P: Oh, very well received. We both are fortunate enough to already be involved in it. I mean Nancy just knows everybody it seems like, not only from playing but just, you know being around. Since I run sound for a lot of places I’ve made a lot of connections that way. So it was pretty seamless.

Do you guys feel good about where the Cincy scene is going? It seems like with summer coming up a lot is happening.

N: Since I came back to Cincinnati, maybe like six years ago now, I’ve really seen things blossom. [Laughs] Pun not intended. But really, I’ve seen the scene going from just like straight up punk rock, almost exclusively in my experience, to just being highly inclusive of lots of genres. So there’s like hip-hop and indie rock going on in the same night. I think, too, there’s a lot of really neat things happening, interesting spaces for collaboration and improvisation opening up, with Caravan and SUNIGHT and Monday night at the Comet. There’s a lot of interesting things happening and opportunities for people to connect with each other in ways that I’m not sure would happen in a bigger city or a smaller city.

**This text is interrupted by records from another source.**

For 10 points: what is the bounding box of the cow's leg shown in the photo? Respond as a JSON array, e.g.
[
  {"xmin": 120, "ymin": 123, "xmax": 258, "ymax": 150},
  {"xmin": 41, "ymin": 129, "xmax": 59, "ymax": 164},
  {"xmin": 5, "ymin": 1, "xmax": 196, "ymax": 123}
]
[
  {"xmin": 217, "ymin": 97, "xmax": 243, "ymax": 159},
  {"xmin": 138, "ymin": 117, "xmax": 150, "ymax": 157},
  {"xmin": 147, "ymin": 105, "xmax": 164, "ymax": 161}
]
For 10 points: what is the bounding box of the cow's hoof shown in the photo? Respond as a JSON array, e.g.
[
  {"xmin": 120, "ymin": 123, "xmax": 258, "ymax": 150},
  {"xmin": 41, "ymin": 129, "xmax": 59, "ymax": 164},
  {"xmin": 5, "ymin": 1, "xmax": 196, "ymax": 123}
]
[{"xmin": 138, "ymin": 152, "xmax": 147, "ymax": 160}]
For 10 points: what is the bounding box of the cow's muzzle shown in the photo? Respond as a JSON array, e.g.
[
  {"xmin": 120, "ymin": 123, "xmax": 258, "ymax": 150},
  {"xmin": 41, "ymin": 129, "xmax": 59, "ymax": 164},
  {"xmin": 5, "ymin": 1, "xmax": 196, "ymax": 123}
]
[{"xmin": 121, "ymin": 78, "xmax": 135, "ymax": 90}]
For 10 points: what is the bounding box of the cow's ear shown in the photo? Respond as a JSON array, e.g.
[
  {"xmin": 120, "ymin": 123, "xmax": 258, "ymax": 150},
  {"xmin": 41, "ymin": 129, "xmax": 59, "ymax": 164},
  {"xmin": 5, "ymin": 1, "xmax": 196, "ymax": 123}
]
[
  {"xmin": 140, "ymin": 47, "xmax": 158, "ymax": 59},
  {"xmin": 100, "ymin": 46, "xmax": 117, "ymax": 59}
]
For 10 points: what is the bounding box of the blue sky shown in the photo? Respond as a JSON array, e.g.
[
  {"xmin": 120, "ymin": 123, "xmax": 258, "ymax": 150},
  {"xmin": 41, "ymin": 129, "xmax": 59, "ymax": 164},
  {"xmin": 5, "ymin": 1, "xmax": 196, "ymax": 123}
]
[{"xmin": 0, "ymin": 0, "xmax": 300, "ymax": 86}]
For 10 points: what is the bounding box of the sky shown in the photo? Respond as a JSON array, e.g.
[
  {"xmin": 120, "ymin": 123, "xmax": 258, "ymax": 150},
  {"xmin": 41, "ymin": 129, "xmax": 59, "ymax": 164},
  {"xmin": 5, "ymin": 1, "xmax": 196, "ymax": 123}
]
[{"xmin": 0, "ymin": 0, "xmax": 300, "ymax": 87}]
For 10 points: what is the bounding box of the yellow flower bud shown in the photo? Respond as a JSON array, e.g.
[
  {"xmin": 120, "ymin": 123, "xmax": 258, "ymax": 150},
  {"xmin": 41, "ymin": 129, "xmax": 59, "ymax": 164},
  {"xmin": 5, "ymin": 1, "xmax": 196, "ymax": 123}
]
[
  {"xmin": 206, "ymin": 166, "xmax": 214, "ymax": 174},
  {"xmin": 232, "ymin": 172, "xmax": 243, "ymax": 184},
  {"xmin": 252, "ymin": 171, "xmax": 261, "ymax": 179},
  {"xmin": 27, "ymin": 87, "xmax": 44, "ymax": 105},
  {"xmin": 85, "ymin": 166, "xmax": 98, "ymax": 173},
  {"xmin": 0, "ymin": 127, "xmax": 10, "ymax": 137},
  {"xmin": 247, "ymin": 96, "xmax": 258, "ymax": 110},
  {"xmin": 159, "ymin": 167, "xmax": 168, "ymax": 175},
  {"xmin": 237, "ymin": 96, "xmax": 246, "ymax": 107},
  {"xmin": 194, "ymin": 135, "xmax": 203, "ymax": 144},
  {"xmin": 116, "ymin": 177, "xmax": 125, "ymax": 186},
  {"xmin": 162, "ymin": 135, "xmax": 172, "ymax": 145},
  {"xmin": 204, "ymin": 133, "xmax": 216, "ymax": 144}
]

Who’s a local act you guys love to or would love to work with?

P: Oh man.

N: So many.

P: Most of them, ha. I mean, we love Soften

N: Brianna Kelly, we love you. We’re really excited to play with ADM, A Delicate Motor, June First.

P: I would love to play with Young Heirlooms. They’re kind of more on the Americana side but I think we would fit really well together.

N: I do too. I’d really love to play with Wussy. I’d love to play with them. They’re so cool. But I can’t think of a show that we’ve played that I’ve disliked. Had a great time playing with Smut. I love to play with Molly Sullivan and her band. MARR is really cool.

P: MARR is very cool.

N: So I think, we’re just rich in excellent music here in town.

P: That was maybe like 30 percent of our favorites.

I feel like it’s a big summer for Cincy music. Does BH have any big summer plans?

N: Nothing we’re allowed to divulge yet.

P: We’re writing, we’re going to be recording more, we’re playing shows. Probably go on another tour soon. We don’t really do things consecutively, we like doing it all.